Bionanotechnology
It is becoming increasingly clear that the new science of bionanotechnology will create a variety of devices that will not only improve existing approaches to biological research, but also augment existing medical diagnosis and treatment.

This new field uses information from molecular biology, chemistry and physics to link biological and non-biological molecules into complex bioassemblies not normally found in nature. In these applications, the goal of bionanotechnology is not only to produce the specificity and telemetry that a soft-landed radio beacon on the moon might exhibit, but also the capacity for detailed and serial analyses of the landing site that a soft-landed robot might exhibit.
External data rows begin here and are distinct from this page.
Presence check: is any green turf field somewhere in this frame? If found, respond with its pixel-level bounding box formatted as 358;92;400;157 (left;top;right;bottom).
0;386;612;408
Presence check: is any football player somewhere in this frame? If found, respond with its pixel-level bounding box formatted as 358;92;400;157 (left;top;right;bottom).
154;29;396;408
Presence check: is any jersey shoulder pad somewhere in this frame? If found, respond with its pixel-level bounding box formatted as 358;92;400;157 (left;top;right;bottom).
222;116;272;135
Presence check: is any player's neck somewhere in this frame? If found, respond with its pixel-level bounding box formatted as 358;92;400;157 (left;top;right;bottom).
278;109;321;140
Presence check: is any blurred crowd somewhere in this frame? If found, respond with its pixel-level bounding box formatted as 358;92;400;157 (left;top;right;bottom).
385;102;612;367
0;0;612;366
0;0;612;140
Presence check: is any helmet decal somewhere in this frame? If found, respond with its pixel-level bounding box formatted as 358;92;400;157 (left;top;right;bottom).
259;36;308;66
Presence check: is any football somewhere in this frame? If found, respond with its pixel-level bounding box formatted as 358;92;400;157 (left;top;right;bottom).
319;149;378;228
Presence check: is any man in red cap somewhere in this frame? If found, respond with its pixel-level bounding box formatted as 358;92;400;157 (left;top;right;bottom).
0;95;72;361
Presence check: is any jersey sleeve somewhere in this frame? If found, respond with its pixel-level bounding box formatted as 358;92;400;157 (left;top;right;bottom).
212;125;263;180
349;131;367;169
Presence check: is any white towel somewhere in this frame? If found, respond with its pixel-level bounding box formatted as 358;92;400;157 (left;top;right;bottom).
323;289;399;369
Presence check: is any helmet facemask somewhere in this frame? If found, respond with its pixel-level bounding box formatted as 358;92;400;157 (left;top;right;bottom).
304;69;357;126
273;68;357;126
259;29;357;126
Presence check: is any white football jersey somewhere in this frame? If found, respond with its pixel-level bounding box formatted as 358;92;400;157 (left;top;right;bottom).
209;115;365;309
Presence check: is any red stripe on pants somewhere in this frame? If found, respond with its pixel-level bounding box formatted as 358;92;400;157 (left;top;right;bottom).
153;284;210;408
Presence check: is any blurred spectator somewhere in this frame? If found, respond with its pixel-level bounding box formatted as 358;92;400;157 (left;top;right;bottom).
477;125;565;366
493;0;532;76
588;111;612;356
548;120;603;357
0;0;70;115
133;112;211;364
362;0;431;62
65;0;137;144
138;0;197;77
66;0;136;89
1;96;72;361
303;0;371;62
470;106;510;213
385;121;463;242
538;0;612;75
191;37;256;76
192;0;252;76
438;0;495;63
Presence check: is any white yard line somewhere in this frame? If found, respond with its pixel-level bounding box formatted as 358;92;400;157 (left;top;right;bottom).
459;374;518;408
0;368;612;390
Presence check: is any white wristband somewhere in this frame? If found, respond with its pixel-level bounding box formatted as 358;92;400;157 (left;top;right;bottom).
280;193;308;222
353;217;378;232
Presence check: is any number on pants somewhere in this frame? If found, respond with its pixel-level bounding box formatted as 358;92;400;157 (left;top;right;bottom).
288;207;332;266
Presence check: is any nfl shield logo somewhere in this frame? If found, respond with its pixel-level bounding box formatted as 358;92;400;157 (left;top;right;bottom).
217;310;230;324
No one expects that robotic control of a molecular device will be available anytime soon, but such a device might be preprogrammed to report several findings once its initial target was located. In developing nanoscale assemblies for these biological applications, we find that computer aided design is an essential step in the process. Devices now under development use the tools of computational chemistry (e.g. electronic structure calculation, homology modeling and molecular modeling) in addition to synthetic chemistry, and molecular biology.

Epigenetics
The role of DNA methylation in biology is currently a topic of great interest in the research community. The study of cytosine methylation at CG sites in human DNA has received considerable attention. Those CG sites present in gene control regions have been especially well characterized. The study of CNG methylation in human DNA and the study of CG methylation outside gene control regions has received much less attention, even though these forms of methylation appear to make up the majority of methylation in human cells. In our lab we have been collaborating with scientists in Sweden and Moscow on what role, if any, that this sort of methylation may play in human cells. To this end we are beginning to study the distribution of such sites in normal and cancer cells in order to better understand our findings with transgene-induced methylation at these sites human cells.

It is a privilege to be able to work in such exciting fields and to be able to work with the group of talented M.D.s, postdoctoral fellows and Research Associates who have contributed to our work here at City of Hope. Our work is supported by the NCI postdoctoral fellowship program and their research granting program.